- Twickenham Historic District
- U.S. National Register of Historic Places
- U.S. Historic district
- Location: Huntsville, Alabama
- Coordinates: 34°43′47″N 86°34′43″W﻿ / ﻿34.72972°N 86.57861°W
- Architectural style: Greek Revival, Late Victorian, Federal
- NRHP reference No.: 73000357 (original) 14000045 (increase)

Significant dates
- Added to NRHP: January 4, 1973
- Boundary increase: May 26, 2015

= Twickenham Historic District =

Historic district in Alabama, United States

Twickenham Historic District was the first historic district designated in Huntsville, Alabama, US. It was added to the National Register of Historic Places on January 4, 1973, with a boundary increase on May 26, 2015. The name derives from an early name for the town of Huntsville, named after Twickenham, England, by LeRoy Pope.
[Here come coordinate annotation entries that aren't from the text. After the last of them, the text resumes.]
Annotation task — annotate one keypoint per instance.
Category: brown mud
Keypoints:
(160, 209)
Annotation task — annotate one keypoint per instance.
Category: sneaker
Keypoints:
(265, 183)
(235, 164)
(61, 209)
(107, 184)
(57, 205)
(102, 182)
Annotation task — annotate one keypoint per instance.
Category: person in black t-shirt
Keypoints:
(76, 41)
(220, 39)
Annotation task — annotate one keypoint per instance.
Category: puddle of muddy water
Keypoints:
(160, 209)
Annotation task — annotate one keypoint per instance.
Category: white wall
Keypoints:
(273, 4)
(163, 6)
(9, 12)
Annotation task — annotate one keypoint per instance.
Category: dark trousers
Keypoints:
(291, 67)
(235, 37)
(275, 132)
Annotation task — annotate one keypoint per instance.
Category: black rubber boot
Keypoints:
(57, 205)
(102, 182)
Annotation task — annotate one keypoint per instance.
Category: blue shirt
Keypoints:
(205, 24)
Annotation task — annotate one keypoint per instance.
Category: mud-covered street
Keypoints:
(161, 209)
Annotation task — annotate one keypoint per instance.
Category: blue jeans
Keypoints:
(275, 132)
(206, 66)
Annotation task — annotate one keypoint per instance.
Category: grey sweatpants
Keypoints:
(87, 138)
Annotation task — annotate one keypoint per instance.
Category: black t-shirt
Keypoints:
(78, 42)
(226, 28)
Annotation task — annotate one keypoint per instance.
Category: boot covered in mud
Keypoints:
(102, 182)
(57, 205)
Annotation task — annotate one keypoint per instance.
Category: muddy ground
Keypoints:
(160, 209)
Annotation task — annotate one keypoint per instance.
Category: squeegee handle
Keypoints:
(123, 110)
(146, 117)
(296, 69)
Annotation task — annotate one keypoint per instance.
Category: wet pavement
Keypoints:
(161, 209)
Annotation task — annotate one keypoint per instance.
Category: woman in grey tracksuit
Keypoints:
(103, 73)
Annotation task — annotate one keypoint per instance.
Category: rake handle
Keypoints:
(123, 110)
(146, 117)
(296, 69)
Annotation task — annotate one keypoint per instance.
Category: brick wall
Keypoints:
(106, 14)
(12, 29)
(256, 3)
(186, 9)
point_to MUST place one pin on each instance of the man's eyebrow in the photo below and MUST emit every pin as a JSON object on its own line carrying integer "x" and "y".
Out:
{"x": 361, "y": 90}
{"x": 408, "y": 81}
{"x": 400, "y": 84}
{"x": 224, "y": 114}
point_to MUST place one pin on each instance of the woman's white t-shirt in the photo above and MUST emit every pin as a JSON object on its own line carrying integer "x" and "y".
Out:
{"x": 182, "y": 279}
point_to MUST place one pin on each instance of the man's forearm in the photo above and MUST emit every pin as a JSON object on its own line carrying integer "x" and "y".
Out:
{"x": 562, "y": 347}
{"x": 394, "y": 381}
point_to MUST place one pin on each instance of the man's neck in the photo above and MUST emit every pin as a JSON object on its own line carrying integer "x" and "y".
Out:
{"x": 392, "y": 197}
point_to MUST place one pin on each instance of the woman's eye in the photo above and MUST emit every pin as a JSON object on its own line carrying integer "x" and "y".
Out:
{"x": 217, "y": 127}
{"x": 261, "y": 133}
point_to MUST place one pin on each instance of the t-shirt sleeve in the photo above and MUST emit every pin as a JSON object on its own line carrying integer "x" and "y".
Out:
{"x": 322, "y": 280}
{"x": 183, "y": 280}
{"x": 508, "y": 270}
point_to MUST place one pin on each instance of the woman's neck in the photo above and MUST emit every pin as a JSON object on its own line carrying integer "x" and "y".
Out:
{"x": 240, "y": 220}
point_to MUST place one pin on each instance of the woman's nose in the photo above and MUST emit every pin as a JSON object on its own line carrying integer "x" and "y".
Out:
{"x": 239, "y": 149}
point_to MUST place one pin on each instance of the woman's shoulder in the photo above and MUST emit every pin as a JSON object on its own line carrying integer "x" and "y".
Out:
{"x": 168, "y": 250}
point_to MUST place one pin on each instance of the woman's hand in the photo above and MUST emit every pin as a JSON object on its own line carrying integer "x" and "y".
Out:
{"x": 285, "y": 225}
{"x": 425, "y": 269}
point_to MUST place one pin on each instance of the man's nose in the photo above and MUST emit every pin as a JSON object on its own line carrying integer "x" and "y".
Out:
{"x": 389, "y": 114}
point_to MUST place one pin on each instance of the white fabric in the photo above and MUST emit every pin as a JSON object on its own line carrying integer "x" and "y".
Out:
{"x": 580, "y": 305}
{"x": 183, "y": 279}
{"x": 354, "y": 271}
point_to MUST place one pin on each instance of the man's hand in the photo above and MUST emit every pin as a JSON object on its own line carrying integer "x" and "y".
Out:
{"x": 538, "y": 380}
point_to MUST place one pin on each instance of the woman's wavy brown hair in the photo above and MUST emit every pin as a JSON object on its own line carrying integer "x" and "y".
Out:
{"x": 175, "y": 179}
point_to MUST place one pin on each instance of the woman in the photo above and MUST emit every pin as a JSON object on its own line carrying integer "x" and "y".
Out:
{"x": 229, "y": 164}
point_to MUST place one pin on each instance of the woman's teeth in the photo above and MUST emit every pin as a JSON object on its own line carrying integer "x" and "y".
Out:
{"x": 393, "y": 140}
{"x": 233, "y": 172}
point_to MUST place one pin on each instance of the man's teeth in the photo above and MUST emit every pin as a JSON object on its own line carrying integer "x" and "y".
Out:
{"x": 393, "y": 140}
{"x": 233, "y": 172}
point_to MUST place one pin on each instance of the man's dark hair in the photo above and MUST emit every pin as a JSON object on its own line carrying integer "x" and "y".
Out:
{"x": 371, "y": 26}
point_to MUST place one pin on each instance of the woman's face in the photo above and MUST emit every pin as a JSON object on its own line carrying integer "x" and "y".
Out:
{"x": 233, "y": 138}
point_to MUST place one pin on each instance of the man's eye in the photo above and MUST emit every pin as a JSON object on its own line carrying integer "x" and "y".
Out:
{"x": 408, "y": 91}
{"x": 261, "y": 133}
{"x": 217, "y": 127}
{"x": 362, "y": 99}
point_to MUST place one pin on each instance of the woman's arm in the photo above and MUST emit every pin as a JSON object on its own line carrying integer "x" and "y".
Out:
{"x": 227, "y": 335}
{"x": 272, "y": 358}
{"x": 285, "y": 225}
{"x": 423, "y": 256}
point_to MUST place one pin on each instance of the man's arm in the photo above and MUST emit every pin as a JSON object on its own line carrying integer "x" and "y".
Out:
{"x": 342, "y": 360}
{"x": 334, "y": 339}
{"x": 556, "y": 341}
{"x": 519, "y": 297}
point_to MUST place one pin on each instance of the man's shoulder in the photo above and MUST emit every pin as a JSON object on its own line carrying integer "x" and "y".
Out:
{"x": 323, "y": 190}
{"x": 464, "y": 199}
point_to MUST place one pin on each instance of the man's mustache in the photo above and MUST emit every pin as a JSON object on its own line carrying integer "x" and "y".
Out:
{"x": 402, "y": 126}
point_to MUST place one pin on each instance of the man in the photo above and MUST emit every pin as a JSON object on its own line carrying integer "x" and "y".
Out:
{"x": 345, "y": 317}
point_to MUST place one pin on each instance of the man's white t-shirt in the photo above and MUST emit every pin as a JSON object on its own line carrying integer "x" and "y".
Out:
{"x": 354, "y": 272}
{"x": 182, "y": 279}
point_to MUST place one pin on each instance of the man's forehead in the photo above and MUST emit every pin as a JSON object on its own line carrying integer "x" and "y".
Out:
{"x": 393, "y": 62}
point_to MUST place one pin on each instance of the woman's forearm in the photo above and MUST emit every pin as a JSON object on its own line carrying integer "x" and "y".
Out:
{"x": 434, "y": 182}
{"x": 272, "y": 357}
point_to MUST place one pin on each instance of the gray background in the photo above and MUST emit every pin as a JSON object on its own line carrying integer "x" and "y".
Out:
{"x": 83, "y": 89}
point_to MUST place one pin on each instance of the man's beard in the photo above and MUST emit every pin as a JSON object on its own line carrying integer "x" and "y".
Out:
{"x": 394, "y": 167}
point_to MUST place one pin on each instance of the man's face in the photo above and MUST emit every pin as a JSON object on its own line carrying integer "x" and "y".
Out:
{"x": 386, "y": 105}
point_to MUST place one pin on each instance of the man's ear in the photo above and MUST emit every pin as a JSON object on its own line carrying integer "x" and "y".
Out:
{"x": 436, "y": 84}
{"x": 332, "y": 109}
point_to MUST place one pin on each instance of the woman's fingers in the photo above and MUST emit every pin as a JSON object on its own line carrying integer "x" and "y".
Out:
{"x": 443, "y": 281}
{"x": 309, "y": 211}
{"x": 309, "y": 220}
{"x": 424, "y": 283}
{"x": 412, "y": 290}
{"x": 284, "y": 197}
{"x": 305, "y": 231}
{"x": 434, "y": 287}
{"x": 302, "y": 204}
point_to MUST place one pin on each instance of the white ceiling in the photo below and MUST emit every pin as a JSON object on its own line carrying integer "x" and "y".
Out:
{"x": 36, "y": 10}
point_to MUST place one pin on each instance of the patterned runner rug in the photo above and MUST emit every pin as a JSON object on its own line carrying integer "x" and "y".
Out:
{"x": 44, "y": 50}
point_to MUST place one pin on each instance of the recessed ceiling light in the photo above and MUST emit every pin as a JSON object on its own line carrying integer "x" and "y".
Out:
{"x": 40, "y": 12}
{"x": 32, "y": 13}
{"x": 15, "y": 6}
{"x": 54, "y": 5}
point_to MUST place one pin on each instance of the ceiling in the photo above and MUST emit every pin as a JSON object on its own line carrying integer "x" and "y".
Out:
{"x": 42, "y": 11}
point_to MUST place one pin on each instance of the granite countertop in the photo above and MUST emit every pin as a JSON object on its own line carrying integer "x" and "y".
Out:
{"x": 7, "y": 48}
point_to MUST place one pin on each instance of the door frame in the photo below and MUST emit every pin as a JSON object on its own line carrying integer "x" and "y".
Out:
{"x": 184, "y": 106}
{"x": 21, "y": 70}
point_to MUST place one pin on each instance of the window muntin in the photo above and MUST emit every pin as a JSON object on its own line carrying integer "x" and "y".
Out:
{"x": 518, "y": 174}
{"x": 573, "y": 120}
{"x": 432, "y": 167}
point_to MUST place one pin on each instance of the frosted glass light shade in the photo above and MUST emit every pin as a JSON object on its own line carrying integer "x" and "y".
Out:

It features homes in the Federal and Greek Revival architectural styles introduced to the city by Virginia-born architect George Gilliam Steele about 1818, and contains the most dense concentration of antebellum homes in Alabama.

The 1819 Weeden House Museum, home of female artist and poet Maria Howard Weeden, is open to the public, as are other sites in the district.

== Notable structures ==
- Helion Lodge 1 — 409 Lincoln Street, original building erected 1820; current building started in 1911. Home of a Masonic group that is the oldest in the state.